The staggering statistics - foreclosures are up 121%. One out of every 171 homes has received a notice of foreclosure. We are in a shocking housing crisis due to shoddy lenders with even shoddier business practices and greedy consumers who wanted more than they could afford. The rest of us can't sell our homes, sell at a huge loss or have seen our property values decline.
I read a sad story today about a woman who committed suicide on the day her home foreclosed. Carlene Balderrama, a 53-year-old wife and mother, shot herself to death in her home, after notifying her mortgage company of her intent and asking that they be more compassionate with her widower husband than they had been with her.

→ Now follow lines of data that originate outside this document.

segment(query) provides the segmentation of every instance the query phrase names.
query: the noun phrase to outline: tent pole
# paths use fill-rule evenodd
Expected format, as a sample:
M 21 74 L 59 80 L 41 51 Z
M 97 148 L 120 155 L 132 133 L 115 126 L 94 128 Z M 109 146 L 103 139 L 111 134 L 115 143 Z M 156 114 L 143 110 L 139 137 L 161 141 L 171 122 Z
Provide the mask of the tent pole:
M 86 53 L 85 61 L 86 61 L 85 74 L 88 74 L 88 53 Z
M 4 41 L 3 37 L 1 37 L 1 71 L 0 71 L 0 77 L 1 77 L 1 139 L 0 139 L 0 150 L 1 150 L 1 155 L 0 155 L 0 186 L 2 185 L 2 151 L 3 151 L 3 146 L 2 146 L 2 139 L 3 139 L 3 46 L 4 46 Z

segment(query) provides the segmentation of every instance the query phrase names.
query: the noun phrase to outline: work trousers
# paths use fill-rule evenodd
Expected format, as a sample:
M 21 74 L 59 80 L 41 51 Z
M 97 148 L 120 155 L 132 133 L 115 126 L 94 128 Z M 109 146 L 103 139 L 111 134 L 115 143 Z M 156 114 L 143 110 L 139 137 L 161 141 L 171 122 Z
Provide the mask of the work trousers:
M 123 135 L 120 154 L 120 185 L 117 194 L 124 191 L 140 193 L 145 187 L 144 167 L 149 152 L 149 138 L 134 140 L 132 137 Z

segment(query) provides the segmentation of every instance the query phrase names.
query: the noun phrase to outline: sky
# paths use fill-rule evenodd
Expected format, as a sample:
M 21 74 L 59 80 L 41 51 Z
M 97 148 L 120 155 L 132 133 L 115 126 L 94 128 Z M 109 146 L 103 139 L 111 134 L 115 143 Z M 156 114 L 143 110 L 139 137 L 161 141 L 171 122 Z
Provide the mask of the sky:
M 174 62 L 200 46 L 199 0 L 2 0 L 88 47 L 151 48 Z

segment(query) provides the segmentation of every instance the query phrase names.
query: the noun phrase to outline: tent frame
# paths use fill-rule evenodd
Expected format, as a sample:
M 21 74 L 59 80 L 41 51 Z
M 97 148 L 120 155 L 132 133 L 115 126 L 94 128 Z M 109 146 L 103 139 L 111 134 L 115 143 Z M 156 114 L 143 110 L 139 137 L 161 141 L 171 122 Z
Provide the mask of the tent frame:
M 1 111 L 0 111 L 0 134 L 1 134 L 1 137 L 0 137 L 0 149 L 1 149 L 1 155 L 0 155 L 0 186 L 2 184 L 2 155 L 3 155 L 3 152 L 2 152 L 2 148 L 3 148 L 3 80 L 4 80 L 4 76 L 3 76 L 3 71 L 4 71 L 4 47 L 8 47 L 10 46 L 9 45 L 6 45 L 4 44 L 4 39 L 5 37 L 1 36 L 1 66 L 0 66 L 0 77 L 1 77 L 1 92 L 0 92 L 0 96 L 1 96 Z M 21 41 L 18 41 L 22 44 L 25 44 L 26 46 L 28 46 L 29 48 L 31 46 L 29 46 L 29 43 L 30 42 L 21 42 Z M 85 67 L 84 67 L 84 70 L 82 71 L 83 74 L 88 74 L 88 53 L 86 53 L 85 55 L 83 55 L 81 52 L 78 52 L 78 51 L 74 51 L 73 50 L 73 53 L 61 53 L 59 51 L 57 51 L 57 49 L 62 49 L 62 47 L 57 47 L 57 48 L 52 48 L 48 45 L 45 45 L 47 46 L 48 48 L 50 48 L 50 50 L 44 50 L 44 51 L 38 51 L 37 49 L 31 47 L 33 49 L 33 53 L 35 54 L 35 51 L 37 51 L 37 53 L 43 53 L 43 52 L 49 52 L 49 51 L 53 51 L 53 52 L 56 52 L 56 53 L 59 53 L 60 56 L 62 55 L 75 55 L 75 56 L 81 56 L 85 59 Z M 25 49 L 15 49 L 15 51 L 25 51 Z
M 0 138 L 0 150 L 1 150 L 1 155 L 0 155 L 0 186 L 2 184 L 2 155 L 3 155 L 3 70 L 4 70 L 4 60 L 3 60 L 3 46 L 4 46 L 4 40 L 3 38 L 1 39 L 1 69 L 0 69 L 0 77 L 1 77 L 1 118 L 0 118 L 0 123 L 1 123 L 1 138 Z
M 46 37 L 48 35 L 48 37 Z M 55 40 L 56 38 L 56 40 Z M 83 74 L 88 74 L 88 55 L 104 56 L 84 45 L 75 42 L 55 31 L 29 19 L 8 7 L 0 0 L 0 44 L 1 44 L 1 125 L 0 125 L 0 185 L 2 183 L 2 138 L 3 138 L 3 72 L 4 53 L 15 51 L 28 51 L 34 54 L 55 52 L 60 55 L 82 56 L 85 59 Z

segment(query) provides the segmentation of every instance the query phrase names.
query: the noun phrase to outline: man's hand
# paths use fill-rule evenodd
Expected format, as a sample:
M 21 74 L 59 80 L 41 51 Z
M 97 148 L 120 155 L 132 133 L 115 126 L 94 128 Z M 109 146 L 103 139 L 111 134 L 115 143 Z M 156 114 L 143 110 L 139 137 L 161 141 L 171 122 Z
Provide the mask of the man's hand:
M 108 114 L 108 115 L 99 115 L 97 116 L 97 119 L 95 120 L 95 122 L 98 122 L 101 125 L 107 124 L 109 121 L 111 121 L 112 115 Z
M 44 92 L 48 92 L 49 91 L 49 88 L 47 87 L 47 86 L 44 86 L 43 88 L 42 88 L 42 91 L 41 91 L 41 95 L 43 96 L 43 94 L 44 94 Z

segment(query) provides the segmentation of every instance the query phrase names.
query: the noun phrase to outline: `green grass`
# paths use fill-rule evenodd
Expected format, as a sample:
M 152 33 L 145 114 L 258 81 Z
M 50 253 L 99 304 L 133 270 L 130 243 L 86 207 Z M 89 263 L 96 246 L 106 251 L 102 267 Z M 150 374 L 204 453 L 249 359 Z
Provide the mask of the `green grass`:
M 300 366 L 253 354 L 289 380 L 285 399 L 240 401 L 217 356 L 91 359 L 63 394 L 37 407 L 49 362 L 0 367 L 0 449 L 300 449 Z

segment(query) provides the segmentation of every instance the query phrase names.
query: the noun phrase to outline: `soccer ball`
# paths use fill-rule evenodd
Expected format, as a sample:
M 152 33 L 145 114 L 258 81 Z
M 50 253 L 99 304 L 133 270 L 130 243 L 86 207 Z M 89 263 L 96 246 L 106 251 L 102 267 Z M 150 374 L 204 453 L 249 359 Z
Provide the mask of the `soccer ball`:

The mortgage company contacted the police who arrived at the house to find her already dead.
Apparently the home was to be auctioned off that day, and by some accounts, potential buyers were beginning to line up.
Balderrama's suicide note to her family asked them to use her insurance money to pay off the house.
I'm not sure what to make of this story. I would think a lot more was going on with this women to cause her suicide. A woman's home may indeed be her castle but to leave a husband and children to pick up the pieces lends credibility to the feeling that she had even bigger problems.
And even if her insurance paid off the home - would her family want to stay in the same home that triggered her suicide?
Home ownership and financial burdens are affecting women more and more. The days of waiting to get married to own a home with a husband are long gone. Women are buying property like never before, in their 20s and 30s, regardless of familial status. Hurray for us. But now we face the same pressures. We too, are losing our homes, losing our homes value or finding that we're desperate for room-mates or second jobs to pay the mortgage.
Who knows what happened with the Balderrama household. They had filed bankruptcy three times in the past half dozen years so they clearly had long-standing financial woes and were not capable of stabilizing themselves from an economic standpoint. Did they buy too much house? Was it greed? Or were they duped into a false sense of security by mortgage companies who saw big interest payouts dangling before them?
Whatever the case, Mrs. Balderrama was unable to cope and saw suicide as her only option. Now her life is over and life as they knew it is permanently over for her family. And all over a house? Probably not. Maybe it was the proverbial straw. Maybe it was a culmination of that and unknown mental health problems that remained undiagnosed and untreated. But she is gone and the house remains.
How has the current housing crisis affected you or your loved ones? Is you outlook on life now different? Have you lost your home or fear you may?